The question is, are all integers part of rational numbers ?

To understand the explanation, you should have basic understanding of the concept of integers and rational numbers.

Let us revise both the concepts.

What are Integers ?

All the numbers that are not fraction or decimals are known as integers.

Numbers like -4, 8, 13, -26, 106 etc. are the examples of integers.

Note that integers also contain negative numbers.

If you want to understand about integers in detail, click the red link.

The numbers which can be arranged in the form of P / Q are called rational numbers.

Where, P & Q are integers.

The numbers like $\mathtt{\frac{7}{3} ,\ \frac{5}{6} ,\ \frac{40}{8}}$ are all examples of rational numbers.

Note that the rational numbers can be in form of integers or decimals.

If you want to understand the concept of rational number in detail, click the red link.

The answer is YES !!

We can express any given integer in the form of P / Q by inserting 1 as denominator.

For example;
Consider integer number 7

If we insert denominator 1, the number will remain unchanged.
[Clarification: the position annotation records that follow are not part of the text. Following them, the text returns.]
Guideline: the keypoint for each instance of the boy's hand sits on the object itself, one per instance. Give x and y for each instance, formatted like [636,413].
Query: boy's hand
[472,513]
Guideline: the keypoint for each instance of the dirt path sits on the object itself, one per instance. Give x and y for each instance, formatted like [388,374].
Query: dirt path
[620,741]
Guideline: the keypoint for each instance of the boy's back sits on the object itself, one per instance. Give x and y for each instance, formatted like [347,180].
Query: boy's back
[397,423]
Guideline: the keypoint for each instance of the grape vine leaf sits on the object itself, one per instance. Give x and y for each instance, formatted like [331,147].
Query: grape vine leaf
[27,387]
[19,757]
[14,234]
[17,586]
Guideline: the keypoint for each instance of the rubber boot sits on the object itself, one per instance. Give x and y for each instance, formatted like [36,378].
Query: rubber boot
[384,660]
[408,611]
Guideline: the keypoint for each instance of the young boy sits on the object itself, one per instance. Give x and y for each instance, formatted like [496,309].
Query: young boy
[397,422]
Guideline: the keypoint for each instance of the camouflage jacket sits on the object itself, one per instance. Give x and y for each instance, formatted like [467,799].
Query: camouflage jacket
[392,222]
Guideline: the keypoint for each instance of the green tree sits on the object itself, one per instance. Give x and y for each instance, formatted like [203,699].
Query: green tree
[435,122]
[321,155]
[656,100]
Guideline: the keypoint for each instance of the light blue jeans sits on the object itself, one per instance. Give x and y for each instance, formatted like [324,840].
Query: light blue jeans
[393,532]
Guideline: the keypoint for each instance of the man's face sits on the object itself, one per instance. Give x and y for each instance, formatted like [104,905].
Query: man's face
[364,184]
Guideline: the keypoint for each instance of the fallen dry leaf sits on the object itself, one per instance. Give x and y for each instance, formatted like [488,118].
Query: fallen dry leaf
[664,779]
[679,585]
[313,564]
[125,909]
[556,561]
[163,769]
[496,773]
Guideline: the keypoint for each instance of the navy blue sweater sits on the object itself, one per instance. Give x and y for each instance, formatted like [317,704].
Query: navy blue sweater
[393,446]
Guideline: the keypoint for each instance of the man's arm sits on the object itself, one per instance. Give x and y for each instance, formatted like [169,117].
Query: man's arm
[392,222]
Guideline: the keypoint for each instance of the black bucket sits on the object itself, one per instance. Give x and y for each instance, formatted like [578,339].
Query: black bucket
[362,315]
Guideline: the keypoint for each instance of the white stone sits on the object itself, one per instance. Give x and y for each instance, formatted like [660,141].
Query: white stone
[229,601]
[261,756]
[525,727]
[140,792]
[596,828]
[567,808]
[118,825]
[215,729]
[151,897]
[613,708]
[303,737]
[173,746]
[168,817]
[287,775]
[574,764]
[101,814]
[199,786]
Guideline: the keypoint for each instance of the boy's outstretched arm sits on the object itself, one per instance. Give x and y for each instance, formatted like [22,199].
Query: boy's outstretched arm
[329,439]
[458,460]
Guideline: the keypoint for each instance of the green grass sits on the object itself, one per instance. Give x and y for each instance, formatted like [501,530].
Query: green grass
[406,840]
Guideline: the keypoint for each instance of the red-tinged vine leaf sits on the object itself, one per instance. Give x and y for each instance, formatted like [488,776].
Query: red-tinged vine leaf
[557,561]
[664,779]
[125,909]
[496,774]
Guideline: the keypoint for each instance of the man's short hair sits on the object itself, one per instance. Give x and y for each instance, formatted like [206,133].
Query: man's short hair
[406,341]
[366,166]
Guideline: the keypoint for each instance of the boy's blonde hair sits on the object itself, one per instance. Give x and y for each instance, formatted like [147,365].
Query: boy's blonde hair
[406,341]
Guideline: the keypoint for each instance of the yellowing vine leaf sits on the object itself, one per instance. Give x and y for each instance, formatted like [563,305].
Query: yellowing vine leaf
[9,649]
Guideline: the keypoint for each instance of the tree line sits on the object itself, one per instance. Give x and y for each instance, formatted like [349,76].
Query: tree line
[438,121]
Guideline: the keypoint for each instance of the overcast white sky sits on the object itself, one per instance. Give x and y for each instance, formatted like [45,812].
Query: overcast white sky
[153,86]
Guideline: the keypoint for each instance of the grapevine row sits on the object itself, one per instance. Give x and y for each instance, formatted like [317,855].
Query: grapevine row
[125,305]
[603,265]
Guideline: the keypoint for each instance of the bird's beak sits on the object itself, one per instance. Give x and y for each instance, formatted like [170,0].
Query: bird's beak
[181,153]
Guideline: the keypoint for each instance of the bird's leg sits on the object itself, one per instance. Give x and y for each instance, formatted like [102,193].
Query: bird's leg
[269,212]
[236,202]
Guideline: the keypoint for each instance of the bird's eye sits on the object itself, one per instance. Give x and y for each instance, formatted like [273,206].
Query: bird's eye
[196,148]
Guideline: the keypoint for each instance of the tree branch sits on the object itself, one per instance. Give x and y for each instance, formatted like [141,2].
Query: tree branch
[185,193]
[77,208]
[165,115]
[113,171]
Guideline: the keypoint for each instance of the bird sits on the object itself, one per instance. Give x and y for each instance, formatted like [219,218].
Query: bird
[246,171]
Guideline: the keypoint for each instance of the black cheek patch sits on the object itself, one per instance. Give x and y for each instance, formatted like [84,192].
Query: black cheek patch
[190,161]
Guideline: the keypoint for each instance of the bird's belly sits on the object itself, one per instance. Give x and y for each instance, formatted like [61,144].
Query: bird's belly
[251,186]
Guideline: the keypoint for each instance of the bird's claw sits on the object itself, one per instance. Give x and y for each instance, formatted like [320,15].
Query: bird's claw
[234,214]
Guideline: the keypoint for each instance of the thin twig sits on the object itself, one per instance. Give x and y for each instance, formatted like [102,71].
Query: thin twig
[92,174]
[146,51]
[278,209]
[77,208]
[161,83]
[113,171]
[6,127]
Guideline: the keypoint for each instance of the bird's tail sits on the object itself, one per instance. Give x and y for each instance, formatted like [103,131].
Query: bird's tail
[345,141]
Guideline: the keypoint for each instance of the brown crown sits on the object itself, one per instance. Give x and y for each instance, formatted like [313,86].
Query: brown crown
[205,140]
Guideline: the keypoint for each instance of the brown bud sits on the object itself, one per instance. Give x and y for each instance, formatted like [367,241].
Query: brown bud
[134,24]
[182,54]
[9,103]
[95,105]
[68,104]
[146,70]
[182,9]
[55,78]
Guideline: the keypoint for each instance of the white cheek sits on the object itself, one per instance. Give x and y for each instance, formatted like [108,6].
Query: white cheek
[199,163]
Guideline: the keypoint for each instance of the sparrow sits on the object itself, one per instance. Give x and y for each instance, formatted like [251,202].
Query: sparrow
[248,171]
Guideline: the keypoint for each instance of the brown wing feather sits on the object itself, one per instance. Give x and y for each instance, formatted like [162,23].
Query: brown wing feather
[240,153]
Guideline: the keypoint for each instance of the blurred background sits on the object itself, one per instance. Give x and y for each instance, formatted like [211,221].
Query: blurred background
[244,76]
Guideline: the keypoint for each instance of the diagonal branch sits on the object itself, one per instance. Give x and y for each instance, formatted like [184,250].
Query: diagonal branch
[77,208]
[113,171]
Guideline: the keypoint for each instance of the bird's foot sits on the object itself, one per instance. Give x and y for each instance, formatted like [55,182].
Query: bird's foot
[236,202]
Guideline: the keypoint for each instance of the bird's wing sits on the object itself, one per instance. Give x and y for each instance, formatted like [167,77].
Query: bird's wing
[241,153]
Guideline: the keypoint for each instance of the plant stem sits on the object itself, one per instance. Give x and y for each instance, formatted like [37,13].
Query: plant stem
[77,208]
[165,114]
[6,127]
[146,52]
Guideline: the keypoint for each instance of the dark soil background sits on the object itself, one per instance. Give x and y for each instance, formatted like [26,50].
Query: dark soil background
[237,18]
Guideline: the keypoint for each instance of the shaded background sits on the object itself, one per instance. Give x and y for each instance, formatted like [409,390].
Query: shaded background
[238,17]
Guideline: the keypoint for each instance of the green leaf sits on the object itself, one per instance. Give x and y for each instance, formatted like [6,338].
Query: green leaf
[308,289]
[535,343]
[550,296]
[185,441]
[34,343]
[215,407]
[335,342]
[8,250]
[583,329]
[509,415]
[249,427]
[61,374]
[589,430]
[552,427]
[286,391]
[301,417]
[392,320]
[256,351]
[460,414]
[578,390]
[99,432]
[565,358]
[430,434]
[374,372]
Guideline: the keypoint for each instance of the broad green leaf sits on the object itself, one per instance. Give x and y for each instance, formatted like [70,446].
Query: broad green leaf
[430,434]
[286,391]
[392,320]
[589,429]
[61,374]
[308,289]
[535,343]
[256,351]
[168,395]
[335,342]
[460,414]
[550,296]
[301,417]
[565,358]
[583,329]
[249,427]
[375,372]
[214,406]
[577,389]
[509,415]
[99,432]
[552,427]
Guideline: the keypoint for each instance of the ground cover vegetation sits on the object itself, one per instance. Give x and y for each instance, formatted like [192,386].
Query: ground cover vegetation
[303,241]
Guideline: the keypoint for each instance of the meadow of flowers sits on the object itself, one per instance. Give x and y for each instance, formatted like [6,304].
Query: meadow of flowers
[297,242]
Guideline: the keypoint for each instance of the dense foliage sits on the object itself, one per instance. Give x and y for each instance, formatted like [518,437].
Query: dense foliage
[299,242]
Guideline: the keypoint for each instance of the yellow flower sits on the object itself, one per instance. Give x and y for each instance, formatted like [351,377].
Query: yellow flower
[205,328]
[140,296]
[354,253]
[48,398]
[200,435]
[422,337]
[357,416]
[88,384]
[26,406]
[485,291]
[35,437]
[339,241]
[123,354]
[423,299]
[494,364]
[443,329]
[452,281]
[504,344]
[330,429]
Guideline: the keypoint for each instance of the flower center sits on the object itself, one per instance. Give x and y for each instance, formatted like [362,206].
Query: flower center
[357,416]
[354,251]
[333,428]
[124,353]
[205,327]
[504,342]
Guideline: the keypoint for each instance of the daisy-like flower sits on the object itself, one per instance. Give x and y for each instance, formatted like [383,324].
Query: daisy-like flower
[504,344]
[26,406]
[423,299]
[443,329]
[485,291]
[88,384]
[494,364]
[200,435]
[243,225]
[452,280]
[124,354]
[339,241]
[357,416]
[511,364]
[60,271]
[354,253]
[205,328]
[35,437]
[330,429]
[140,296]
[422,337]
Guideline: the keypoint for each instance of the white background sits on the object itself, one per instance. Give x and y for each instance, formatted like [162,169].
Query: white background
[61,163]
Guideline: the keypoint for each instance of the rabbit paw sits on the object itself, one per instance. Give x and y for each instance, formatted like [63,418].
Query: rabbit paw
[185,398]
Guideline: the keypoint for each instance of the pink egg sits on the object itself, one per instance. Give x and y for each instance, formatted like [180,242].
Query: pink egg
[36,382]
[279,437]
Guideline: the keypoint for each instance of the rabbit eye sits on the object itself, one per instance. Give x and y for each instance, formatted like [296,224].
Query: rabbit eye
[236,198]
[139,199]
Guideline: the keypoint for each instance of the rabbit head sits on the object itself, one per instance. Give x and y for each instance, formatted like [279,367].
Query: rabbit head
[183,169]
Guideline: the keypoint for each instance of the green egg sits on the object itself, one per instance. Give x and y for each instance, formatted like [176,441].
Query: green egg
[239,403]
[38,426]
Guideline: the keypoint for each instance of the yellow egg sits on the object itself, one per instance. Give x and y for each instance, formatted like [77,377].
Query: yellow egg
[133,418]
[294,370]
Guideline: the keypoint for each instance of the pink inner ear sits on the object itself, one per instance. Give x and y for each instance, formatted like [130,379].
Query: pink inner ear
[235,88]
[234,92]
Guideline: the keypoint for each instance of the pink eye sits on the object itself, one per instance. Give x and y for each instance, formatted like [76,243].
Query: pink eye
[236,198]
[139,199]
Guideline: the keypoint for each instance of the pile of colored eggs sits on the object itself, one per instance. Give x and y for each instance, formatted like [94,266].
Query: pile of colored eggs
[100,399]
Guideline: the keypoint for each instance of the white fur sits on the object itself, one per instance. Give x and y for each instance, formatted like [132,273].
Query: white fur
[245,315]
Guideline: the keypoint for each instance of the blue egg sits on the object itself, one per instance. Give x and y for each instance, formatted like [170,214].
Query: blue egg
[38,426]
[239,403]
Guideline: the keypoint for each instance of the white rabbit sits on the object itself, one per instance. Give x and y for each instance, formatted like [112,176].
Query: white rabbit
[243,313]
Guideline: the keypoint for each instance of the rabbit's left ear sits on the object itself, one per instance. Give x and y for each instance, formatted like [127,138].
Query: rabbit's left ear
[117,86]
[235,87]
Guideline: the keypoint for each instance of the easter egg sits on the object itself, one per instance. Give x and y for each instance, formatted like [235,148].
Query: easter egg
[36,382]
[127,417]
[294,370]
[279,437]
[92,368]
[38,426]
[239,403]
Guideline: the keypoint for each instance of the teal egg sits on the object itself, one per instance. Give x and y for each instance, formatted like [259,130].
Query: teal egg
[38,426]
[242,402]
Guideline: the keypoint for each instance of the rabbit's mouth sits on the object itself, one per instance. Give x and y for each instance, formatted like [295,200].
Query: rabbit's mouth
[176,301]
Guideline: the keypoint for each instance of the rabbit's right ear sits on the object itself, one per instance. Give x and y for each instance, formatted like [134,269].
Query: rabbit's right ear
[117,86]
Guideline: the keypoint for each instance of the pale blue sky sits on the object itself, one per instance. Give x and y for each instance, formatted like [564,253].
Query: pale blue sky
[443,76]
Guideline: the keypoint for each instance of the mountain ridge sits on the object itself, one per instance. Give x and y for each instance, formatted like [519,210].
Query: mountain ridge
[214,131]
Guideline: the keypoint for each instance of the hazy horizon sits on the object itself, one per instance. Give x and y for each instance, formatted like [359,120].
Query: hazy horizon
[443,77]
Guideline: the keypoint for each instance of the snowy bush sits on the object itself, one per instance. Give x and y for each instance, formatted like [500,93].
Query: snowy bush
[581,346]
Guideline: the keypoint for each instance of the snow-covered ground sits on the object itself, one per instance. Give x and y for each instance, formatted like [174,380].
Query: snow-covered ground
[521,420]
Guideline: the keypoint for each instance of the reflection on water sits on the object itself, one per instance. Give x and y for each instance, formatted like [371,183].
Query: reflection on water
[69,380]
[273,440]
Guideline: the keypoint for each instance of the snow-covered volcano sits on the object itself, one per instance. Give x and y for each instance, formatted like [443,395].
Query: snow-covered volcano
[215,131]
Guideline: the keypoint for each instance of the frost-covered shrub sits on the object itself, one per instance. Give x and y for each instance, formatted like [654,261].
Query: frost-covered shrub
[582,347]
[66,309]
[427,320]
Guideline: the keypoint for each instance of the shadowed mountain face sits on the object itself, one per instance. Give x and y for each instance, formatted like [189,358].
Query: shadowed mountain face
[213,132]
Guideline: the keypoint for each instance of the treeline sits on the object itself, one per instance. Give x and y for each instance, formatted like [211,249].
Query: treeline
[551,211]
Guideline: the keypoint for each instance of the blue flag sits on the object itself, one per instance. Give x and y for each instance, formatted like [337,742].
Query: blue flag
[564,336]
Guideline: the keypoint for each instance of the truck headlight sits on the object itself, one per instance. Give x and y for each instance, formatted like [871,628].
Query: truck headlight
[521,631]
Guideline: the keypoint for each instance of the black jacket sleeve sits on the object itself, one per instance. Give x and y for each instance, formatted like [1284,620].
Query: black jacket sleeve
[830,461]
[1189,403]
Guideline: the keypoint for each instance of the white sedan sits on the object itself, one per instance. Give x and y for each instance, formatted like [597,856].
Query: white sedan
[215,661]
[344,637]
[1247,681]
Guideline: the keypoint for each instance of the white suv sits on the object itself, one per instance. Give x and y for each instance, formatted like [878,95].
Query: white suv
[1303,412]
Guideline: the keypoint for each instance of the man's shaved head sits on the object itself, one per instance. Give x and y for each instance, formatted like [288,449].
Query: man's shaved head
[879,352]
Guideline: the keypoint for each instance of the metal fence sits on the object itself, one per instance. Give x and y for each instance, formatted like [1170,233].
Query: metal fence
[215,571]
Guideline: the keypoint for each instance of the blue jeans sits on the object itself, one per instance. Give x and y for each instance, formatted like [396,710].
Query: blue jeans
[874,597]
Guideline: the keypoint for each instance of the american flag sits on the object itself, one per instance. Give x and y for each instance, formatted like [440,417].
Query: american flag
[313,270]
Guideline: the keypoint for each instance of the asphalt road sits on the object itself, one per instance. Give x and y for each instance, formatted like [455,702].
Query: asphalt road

$\mathtt{7\ \Longrightarrow \ \frac{7}{1}}$

Since, we have expressed the integer in form of P / Q, it is a part of rational number.

Conclusion
Every integer possible is also a rational number.

Given below are some examples for your further understanding.

(i) -22

-22 is an integer which can also be written as $\mathtt{\frac{-22}{1}}$

Since the number can be expressed in form of P / Q, the given number is also a rational number.

(ii) 913

Inserting 1 in the denominator will not change the number.

$\mathtt{913\ \Longrightarrow \ \frac{913}{1}}$

Since the number is expressed in form of P/Q, it is a rational number.